Mi ruta por el país otomano continuaba hacia el oeste en dirección a Pamukkale y posteriormente tenía marcado Troya (para ver el caballo).
Como siempre, el camino buscando zonas apartadas, carreteras pequeñas o caminos y, de ser posible, lugares apetecibles en los que refrescarse.
La visita al día siguiente a las 6:30 de la mañana ya era
otra cosa. Temperatura buena, luz preciosa y muy poca gente. A la entrada
coincidí con Francisco, un motorista italiano con el que terminamos
compartiendo la visita y unas cervezas luego en la piscina del cámping. Lo
cierto es que la visita geológica está hecha en un momento, lo realmente
interesante son las ruinas de la ciudad romana, con orígenes en el año 188 AC,
asociados a este fenómeno natural: Hierápolis.
Teatro, calles, puertas de la ciudad, termas, … una visita
en la que la imaginación tiene que hacer poco trabajo para visualizar la vida
de la ciudad.
A esas horas mañaneras, entre las ruinas de la ciudad,
cuatro grupos de catalanes nos encontramos y estuvimos departiendo. Unos de
ellos, una pareja joven, me recomendaron cambiar Troya (donde al parecer ya no
está el caballo) por Efeso. El chico, que parecía muy estudiado en el tema, me
dijo que Troya lo descubrió un aventurero zafio y los restos que quedan están
muy mal tratados. Sin embargo Efeso cayó en manos de un equipo arqueológico
potente y resulta mucho más interesante.
Y así hice, terminada la visita y la cerveza con Francisco,
recogí el campamento y reanudé ruta hacia Efeso.

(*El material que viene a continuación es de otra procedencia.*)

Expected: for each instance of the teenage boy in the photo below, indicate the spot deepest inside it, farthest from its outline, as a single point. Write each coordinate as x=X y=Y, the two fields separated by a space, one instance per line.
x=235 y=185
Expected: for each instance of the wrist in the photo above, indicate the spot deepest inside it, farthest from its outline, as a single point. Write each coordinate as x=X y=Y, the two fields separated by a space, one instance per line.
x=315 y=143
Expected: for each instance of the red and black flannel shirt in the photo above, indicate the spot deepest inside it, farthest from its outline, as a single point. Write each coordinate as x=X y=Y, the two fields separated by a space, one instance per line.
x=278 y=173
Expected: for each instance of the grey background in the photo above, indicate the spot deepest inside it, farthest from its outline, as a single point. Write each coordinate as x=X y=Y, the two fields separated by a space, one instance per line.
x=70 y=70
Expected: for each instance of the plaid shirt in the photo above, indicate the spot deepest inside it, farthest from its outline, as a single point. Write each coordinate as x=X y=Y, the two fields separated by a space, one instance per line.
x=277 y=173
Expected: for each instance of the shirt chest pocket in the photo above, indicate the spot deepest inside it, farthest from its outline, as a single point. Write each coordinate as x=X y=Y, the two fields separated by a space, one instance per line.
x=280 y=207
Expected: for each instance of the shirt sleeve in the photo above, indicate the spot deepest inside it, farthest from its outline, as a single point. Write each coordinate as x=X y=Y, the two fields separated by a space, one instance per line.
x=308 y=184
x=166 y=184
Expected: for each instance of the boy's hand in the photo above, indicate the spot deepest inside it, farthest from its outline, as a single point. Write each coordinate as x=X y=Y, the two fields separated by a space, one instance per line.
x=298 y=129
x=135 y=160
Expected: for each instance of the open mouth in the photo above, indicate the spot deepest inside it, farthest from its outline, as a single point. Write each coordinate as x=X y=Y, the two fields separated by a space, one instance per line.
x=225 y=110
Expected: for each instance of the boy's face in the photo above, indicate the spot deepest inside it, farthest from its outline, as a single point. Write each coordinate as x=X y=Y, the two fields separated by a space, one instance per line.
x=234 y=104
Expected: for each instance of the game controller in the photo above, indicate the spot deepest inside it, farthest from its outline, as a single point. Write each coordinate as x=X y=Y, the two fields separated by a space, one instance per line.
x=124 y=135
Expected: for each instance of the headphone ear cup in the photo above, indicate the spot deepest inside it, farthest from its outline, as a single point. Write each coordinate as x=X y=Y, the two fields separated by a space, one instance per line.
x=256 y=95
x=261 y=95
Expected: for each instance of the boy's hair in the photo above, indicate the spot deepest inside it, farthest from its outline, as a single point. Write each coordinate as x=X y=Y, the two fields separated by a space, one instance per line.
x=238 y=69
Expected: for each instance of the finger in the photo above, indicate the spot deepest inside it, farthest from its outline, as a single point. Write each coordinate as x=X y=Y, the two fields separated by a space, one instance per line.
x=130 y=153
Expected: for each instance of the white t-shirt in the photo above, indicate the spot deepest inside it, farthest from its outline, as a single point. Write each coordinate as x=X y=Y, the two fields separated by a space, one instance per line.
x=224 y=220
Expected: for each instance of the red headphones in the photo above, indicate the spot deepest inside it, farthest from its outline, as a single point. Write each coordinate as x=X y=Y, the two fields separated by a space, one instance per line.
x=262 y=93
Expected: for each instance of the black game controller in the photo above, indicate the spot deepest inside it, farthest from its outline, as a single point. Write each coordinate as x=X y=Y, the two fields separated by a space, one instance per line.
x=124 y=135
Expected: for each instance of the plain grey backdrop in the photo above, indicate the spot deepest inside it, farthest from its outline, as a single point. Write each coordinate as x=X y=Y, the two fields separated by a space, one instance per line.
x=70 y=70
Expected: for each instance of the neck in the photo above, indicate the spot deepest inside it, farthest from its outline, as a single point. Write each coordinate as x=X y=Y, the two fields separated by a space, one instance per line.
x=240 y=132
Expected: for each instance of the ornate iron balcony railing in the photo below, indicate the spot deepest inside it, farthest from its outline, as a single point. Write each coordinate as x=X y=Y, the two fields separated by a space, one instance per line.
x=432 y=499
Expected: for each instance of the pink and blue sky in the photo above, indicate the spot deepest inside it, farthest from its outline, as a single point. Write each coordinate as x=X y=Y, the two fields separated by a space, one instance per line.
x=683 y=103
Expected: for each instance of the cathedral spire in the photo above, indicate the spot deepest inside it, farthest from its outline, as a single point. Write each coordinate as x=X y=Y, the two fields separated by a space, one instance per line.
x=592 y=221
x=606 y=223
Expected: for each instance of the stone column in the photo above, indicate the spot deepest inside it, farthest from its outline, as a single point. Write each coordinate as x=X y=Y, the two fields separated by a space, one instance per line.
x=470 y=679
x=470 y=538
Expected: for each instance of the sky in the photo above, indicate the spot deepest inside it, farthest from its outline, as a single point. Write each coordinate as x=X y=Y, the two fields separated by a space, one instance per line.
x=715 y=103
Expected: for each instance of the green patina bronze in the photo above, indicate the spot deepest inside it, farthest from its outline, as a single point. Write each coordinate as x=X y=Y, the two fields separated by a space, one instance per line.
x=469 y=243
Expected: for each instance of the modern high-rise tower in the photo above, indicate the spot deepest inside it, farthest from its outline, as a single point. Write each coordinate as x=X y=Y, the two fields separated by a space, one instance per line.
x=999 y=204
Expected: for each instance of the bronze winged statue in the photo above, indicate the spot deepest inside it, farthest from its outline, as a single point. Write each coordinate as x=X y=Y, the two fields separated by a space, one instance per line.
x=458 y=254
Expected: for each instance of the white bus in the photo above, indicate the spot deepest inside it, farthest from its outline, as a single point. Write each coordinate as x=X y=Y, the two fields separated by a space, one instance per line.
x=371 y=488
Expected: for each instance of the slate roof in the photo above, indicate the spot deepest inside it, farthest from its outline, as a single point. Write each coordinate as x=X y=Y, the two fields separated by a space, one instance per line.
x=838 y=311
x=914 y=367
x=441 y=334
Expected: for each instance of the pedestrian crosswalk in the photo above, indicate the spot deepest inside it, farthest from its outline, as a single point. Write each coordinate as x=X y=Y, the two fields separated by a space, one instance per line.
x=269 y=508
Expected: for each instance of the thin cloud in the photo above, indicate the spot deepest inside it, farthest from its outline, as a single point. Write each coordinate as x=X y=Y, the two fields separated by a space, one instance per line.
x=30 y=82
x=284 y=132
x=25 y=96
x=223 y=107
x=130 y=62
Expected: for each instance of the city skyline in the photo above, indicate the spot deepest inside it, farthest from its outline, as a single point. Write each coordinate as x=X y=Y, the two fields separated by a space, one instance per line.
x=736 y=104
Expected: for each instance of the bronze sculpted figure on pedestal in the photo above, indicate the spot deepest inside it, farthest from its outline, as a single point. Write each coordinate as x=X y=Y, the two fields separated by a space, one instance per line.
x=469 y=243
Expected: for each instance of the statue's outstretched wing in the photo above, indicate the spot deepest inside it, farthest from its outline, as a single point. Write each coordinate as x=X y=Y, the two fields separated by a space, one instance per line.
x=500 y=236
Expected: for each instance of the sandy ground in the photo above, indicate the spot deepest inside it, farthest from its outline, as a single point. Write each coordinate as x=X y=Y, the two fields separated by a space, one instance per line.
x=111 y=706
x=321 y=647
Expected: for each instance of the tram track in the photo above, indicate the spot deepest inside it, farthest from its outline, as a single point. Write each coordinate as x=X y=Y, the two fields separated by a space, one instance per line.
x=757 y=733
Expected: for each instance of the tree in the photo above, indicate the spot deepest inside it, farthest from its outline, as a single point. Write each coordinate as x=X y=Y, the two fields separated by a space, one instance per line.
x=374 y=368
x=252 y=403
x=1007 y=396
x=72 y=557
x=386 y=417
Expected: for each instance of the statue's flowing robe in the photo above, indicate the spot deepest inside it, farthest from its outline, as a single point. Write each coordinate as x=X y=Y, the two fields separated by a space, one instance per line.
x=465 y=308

Llegué al día siguiente por la mañana. Realmente la
recomendación fue buena. En Efeso ya no es que la imaginación tenga que
trabajar poco para imaginarte la vida de la época, es que parece que podrías
entrar a vivir. En sus calles, los turistas, si desenfocas un poco la vista
para borrar los anacronismos, podrían perfectamente ser gentes de la época visitando
los comercios de la ciudad. Un espectáculo precioso e interesantísimo.